日本裁判官ネットワークブログ

日本裁判官ネットワークのブログです。
ホームページhttp://www.j-j-n.com/も御覧下さい。

生きとし生けるもの

2009年10月11日 | Weblog
 
   この星に なべて生きとし生けるもの 
        ホモサピエンスのエゴにをののく
 「生きもの地球紀行」のような番組を見ると、必ず最後に出てくるのが、開発に脅かされる生態系の危機だ。
 人類はあまりに増え過ぎたことによって、人類以外のすべての生物を滅亡に追いやり、ついには自滅の道を歩むというシナリオから逃れられない運命を背負っているのか。                                  
 およそ生きとし生けるものは例外なく、生存のために他者の生命を奪わざるを得ない。
 わが欲するところの善はなす能わず、欲せざるところの悪はなさざるを得ないという認識の苦汁を、誰も避けることはできない。
 そういう原罪の自覚なくしては、正義を語ることも、人権を唱えることも、無用なのではないか。

 宮澤賢治の「よだかの星」では、鳥のよだかが虫を餌にして生きることの罪悪感に苦しみ、もう何も食べないで死んでしまおうと思い詰める。
 実は鳥が虫を食べなかったら、地球は虫だらけになってしまい、虫も食べるものがなくなって自滅するはずだから、よだかが悩むことはないのだが、この話は読むのが辛い。
 同じ作者の「註文の多い料理店」は、猟銃で鹿を追い回して楽しむ身勝手な人間どもが笑いの対象にされる話で、好きな作品の一つだが、ここに登場する二人の紳士たちが、人類のうちで特に罪深い訳ではなく、われわれは、自らの手で動物を殺さないとしても、大規模な食肉産業にそれを代行させていることをけろりと忘れ、動物愛護を語りながら、肉料理、魚料理を楽しむことを常としている。
 こうしてわれわれを養ってくれる鳥獣や魚類が、皆、迷わず成仏して、人類の罪を許してくれたらと、虫がいい願いが浮かぶ。
 鰻の蒲焼に目がなかった斉藤茂吉は、
「これまでに吾に食はれし鰻らは 仏となりてかがよふらむか」と歌っているが、やはり鰻に成仏してもらいたかったのであろう。

 小泉さんが以前におっしゃったとおり、「人生さまざま」だ。
 97年11月2日、NHK教育テレビの「いのちの時代」の時間に、バス事故で重度の障害を負った随筆家の大石邦子が、「いのちについて考える」という題で語った番組の録画を見た。
 22歳だった64年9月17日に事故にあってから5年間、尿を出す機能が働かず、導尿管を通じてしか排泄できないのが死ぬより辛かったという。
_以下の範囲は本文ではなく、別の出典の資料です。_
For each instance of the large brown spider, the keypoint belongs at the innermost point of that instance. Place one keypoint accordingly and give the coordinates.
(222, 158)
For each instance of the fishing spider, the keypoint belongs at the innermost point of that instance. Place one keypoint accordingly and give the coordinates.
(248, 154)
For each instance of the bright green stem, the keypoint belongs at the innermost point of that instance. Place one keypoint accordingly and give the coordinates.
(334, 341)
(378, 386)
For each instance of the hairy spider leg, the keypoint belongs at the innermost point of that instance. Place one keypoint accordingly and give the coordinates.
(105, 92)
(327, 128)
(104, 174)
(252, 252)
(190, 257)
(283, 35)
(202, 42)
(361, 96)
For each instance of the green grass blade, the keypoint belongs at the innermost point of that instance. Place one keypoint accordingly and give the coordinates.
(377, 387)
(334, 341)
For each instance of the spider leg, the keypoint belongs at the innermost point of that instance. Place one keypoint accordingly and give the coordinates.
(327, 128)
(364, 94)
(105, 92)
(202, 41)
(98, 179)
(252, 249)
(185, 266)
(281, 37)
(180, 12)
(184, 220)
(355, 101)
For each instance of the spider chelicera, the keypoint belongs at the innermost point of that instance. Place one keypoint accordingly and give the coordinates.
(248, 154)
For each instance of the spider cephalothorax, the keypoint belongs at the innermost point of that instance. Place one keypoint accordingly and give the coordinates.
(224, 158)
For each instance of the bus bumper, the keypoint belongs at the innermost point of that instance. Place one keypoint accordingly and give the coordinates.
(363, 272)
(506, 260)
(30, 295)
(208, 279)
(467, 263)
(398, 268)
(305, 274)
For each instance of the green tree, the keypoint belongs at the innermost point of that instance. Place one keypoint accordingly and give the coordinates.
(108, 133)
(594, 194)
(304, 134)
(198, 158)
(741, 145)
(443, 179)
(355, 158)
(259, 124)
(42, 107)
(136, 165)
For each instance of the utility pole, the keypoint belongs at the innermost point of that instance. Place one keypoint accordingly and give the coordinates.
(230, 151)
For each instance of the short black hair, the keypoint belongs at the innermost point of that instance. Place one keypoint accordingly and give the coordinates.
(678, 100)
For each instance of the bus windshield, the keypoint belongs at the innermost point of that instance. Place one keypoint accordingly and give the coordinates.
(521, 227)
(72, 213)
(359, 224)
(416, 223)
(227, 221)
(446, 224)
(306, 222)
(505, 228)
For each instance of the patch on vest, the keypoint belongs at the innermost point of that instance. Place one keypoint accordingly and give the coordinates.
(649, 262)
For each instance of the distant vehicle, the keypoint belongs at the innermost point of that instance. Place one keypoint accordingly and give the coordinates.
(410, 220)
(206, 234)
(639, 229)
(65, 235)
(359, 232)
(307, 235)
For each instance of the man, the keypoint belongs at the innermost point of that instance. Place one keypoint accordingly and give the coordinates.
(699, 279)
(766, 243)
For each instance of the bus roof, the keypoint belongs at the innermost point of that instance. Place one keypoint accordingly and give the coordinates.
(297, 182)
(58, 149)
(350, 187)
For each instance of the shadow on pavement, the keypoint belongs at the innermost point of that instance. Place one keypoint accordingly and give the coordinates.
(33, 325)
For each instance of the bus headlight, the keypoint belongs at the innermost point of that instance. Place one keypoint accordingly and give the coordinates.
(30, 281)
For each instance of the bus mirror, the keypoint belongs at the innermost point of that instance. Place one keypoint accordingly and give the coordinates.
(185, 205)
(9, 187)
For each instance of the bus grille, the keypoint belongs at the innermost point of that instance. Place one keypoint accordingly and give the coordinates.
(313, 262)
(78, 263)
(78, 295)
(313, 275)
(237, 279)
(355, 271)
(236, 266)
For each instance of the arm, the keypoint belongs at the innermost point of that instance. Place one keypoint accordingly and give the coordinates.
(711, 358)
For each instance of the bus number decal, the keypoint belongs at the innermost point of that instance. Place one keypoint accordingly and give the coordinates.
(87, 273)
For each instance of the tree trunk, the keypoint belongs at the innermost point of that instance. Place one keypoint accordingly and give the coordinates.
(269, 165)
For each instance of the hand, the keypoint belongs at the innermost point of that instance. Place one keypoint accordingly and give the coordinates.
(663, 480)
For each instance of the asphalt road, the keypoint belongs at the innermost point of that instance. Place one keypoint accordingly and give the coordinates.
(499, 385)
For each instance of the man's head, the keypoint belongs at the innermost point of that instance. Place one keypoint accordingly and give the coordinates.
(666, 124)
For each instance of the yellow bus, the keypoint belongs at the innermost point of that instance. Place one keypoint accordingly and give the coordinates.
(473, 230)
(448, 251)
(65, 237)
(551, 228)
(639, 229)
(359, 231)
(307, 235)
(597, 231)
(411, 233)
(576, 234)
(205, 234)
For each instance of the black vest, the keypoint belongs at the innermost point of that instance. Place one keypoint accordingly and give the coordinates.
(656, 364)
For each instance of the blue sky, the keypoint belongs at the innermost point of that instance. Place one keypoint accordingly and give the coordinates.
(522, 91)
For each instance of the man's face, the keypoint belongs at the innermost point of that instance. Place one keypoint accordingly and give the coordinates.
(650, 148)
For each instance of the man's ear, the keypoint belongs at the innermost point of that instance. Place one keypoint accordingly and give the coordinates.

ようやく管を通さずに初めて尿が出たときの思いを「失禁といへども遂にわが尿(いばり) 出でしにベッド打ちて泣きしよ」と表白する。
 こんな苛酷な運命と向き合う人生があると知らされる度に、この年まで安泰に生かされてきた己の果報を、何の功徳あってかと思い惑う。

 臓器移植という難問もある。
 当事者ではない者が、かれこれとあげつらえることではないが、一つの命を救うために外の誰かの死を待たねばならぬというdilemma の重さ。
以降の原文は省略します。